The Radio Times Guide to Films gave the film 3/5 stars, writing: "David Farrar is virtually blind and retires to the Riviera where he falls in love with Nadia Gray. Then he tangles with murderers, blackmailers and forgers when he discovers she is the widow of a resistance fighter.
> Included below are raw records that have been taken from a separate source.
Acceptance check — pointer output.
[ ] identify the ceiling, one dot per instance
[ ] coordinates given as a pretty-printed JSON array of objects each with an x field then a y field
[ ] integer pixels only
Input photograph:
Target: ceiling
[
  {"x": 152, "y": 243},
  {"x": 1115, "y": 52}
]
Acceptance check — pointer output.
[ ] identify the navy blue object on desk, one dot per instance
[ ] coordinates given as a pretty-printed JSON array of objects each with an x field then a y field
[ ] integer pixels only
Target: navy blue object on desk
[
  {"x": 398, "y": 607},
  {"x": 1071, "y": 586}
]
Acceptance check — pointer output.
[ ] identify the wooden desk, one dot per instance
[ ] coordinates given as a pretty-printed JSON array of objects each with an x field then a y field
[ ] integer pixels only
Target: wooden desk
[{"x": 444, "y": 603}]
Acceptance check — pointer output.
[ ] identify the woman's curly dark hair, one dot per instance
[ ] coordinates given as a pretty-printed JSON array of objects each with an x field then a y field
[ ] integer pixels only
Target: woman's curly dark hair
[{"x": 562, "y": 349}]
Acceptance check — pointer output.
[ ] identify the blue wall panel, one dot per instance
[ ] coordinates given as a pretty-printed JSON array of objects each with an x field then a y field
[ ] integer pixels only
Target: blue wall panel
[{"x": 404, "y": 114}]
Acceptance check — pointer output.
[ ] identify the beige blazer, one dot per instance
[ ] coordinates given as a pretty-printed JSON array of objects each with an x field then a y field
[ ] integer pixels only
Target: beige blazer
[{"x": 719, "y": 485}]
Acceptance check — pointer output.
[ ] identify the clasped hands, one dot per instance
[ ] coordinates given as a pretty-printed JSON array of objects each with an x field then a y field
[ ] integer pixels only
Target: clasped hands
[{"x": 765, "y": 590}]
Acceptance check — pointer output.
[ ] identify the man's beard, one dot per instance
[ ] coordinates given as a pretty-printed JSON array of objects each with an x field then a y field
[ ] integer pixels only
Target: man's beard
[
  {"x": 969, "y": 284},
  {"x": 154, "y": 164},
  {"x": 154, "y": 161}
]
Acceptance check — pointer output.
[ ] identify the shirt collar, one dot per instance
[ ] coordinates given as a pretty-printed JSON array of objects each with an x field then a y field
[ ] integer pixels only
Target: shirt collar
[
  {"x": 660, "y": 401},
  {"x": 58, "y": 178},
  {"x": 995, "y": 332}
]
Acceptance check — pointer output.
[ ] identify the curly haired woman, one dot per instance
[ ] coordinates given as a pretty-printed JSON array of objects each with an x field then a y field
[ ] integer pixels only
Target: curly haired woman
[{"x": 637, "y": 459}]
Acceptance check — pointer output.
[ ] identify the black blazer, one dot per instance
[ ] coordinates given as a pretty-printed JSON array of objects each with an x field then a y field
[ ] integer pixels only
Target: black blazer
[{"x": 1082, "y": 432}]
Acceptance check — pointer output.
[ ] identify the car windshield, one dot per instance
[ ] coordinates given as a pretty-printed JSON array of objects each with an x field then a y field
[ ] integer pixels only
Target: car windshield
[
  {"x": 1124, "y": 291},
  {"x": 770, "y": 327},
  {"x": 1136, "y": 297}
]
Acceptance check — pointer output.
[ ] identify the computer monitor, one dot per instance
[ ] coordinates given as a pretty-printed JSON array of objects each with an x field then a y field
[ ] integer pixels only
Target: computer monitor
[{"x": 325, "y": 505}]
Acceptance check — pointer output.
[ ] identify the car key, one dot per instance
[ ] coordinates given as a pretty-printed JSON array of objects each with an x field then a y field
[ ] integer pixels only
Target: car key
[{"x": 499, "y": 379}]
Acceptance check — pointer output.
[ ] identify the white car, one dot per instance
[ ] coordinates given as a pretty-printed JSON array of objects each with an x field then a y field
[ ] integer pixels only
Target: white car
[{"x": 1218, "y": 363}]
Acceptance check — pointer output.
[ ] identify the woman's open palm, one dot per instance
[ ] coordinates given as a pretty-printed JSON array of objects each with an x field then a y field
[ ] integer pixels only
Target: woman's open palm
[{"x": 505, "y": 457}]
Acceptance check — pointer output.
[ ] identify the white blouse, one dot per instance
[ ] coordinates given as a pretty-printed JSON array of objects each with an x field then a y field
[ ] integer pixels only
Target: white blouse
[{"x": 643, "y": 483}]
He's pushed off a cliff which forces him to get his sight restored and – very smart this – return to the Riviera still claiming to be blind so that he can trap the dirty rotters."

Leslie Halliwell called the film an "enervated romantic melodrama."
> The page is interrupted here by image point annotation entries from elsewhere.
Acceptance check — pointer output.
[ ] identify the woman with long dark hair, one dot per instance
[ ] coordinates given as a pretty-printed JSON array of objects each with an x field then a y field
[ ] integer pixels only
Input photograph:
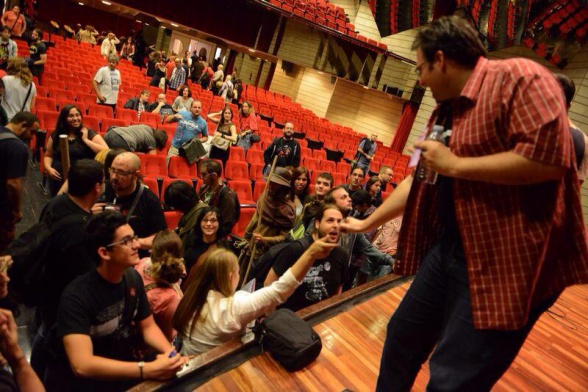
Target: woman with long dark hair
[
  {"x": 208, "y": 236},
  {"x": 84, "y": 143},
  {"x": 225, "y": 130}
]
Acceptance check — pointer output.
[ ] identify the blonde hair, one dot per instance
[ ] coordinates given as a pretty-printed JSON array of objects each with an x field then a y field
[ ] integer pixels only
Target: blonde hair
[
  {"x": 167, "y": 264},
  {"x": 17, "y": 67},
  {"x": 214, "y": 273}
]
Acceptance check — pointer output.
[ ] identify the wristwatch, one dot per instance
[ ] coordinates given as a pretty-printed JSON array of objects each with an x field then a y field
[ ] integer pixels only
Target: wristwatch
[{"x": 141, "y": 365}]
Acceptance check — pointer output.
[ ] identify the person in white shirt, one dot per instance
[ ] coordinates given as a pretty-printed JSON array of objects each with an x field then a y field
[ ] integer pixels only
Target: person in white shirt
[
  {"x": 108, "y": 46},
  {"x": 211, "y": 312},
  {"x": 107, "y": 83}
]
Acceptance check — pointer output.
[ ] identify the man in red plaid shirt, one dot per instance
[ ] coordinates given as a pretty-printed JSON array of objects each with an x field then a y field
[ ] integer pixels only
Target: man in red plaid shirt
[{"x": 499, "y": 234}]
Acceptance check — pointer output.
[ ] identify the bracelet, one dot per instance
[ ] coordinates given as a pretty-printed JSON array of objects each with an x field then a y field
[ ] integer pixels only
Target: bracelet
[{"x": 141, "y": 364}]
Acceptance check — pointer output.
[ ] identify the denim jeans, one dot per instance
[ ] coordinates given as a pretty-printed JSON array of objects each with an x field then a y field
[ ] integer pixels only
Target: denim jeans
[{"x": 437, "y": 310}]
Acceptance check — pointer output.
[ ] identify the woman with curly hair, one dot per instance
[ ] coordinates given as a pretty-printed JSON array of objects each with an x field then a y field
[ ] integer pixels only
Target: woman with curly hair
[
  {"x": 161, "y": 274},
  {"x": 83, "y": 143}
]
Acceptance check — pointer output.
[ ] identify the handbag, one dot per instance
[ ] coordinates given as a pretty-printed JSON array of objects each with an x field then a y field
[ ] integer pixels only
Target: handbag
[
  {"x": 290, "y": 340},
  {"x": 219, "y": 142}
]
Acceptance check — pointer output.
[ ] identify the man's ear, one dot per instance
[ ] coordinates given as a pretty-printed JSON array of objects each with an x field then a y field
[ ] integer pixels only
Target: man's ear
[{"x": 103, "y": 253}]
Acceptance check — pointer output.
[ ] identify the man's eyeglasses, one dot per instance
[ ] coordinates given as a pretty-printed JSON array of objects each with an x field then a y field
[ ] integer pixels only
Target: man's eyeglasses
[
  {"x": 120, "y": 173},
  {"x": 418, "y": 68},
  {"x": 127, "y": 241}
]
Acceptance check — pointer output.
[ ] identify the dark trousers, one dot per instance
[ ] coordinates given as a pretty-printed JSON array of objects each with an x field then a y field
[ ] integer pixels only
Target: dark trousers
[{"x": 437, "y": 310}]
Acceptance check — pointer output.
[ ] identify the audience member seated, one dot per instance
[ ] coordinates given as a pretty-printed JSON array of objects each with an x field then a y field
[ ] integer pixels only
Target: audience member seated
[
  {"x": 225, "y": 130},
  {"x": 20, "y": 376},
  {"x": 184, "y": 99},
  {"x": 100, "y": 315},
  {"x": 207, "y": 237},
  {"x": 139, "y": 104},
  {"x": 356, "y": 244},
  {"x": 286, "y": 148},
  {"x": 213, "y": 312},
  {"x": 322, "y": 185},
  {"x": 161, "y": 274},
  {"x": 15, "y": 21},
  {"x": 161, "y": 106},
  {"x": 145, "y": 215},
  {"x": 19, "y": 90},
  {"x": 248, "y": 125},
  {"x": 355, "y": 181},
  {"x": 83, "y": 143},
  {"x": 300, "y": 184},
  {"x": 182, "y": 197},
  {"x": 216, "y": 193},
  {"x": 274, "y": 216},
  {"x": 14, "y": 158},
  {"x": 325, "y": 278},
  {"x": 136, "y": 138},
  {"x": 190, "y": 125},
  {"x": 373, "y": 187},
  {"x": 69, "y": 256}
]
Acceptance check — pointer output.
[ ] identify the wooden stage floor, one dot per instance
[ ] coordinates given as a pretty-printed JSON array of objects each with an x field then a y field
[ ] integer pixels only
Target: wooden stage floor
[{"x": 554, "y": 357}]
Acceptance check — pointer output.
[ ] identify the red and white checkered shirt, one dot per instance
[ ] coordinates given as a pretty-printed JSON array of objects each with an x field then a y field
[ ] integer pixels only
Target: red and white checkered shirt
[{"x": 523, "y": 243}]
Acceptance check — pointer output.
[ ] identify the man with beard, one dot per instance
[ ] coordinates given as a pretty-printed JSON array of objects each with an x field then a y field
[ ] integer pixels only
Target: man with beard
[
  {"x": 357, "y": 245},
  {"x": 325, "y": 278},
  {"x": 140, "y": 206},
  {"x": 286, "y": 148}
]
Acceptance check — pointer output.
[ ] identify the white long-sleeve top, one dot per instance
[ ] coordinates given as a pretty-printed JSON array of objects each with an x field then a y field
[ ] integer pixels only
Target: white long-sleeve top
[{"x": 226, "y": 317}]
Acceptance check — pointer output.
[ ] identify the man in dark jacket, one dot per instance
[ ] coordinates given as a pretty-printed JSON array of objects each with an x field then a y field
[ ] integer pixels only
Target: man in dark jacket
[{"x": 286, "y": 148}]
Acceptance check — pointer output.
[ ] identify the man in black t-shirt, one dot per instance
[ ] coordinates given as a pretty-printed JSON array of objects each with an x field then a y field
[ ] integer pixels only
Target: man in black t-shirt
[
  {"x": 325, "y": 278},
  {"x": 98, "y": 316},
  {"x": 13, "y": 165},
  {"x": 147, "y": 219},
  {"x": 286, "y": 148},
  {"x": 38, "y": 53}
]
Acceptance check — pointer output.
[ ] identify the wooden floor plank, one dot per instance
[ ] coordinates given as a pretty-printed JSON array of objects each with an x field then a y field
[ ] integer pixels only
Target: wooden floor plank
[{"x": 554, "y": 357}]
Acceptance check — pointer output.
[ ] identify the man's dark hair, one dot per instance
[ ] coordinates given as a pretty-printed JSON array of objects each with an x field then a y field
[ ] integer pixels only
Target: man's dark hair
[
  {"x": 100, "y": 230},
  {"x": 568, "y": 86},
  {"x": 361, "y": 198},
  {"x": 329, "y": 196},
  {"x": 83, "y": 176},
  {"x": 327, "y": 176},
  {"x": 27, "y": 117},
  {"x": 212, "y": 166},
  {"x": 160, "y": 139},
  {"x": 454, "y": 36},
  {"x": 180, "y": 196}
]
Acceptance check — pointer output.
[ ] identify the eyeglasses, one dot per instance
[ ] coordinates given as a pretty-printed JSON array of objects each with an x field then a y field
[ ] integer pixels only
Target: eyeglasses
[
  {"x": 127, "y": 241},
  {"x": 119, "y": 173},
  {"x": 418, "y": 68}
]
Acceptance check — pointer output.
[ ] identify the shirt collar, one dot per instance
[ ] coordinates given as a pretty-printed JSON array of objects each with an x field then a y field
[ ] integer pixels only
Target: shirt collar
[{"x": 474, "y": 83}]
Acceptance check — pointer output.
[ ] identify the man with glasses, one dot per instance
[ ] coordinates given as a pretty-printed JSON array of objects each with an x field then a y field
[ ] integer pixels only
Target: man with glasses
[
  {"x": 216, "y": 193},
  {"x": 100, "y": 315},
  {"x": 146, "y": 218},
  {"x": 67, "y": 256}
]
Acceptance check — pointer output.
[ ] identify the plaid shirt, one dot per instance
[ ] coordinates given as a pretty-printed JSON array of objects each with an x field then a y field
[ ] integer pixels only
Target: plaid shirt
[{"x": 522, "y": 243}]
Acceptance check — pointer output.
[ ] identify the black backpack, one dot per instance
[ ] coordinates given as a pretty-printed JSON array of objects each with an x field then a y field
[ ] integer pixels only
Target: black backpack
[
  {"x": 290, "y": 340},
  {"x": 31, "y": 253},
  {"x": 261, "y": 267}
]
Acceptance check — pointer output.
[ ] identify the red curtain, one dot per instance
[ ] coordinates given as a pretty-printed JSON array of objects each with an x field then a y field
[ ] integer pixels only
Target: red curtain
[{"x": 409, "y": 112}]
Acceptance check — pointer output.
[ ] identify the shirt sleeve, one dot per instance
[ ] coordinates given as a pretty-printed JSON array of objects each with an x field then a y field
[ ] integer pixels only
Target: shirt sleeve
[{"x": 537, "y": 120}]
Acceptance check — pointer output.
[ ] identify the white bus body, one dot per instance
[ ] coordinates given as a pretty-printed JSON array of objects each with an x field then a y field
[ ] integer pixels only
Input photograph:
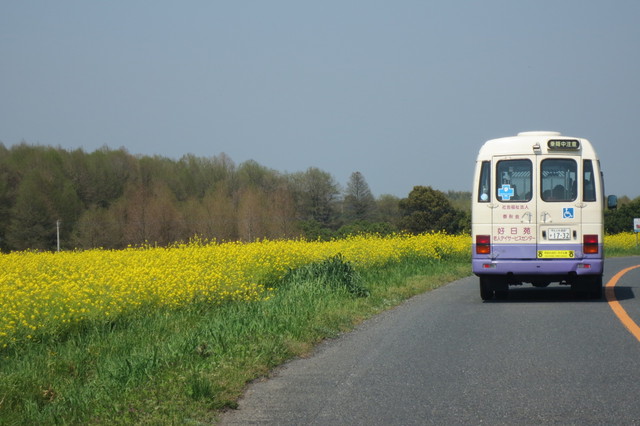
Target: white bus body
[{"x": 537, "y": 214}]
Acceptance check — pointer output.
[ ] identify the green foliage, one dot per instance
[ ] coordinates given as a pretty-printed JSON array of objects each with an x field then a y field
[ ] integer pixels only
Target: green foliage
[
  {"x": 335, "y": 273},
  {"x": 359, "y": 204},
  {"x": 621, "y": 219},
  {"x": 429, "y": 210},
  {"x": 366, "y": 227},
  {"x": 111, "y": 198},
  {"x": 179, "y": 366}
]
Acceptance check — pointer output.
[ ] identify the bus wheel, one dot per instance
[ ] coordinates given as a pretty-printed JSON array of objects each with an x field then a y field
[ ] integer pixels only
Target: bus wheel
[{"x": 486, "y": 290}]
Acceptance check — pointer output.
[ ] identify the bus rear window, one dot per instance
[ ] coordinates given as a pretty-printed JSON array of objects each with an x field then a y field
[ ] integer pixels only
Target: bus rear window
[
  {"x": 484, "y": 192},
  {"x": 513, "y": 180},
  {"x": 588, "y": 182},
  {"x": 558, "y": 179}
]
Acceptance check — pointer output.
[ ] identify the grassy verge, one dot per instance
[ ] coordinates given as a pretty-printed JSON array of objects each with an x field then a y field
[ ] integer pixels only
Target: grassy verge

In British Sound Films: The Studio Years 1928–1959 David Quinlan rated the film as "mediocre", writing: "Humourless, rather incredible mystery-drama."

== Releases ==
The film was released theatrically in the United Kingdom on 4 April 1951, in Finland on 19 October 1951, in Sweden on 3 December 1951, in Portugal on 1 June 1952, in the United States on 5 July 1953 and in Denmark on 16 November 1953. It was released in Austria as Nacht ohne Sterne, in Denmark as Natten uden stjerner, in Finland as Tähdetön yö, in Greece as Nyhta horis asteria, in Italy as Notte senza stelle, in Portugal as Quando a Luz Voltou, in Sweden as Natt utan stjärnor, and in West Germany as Nacht ohne Sterne.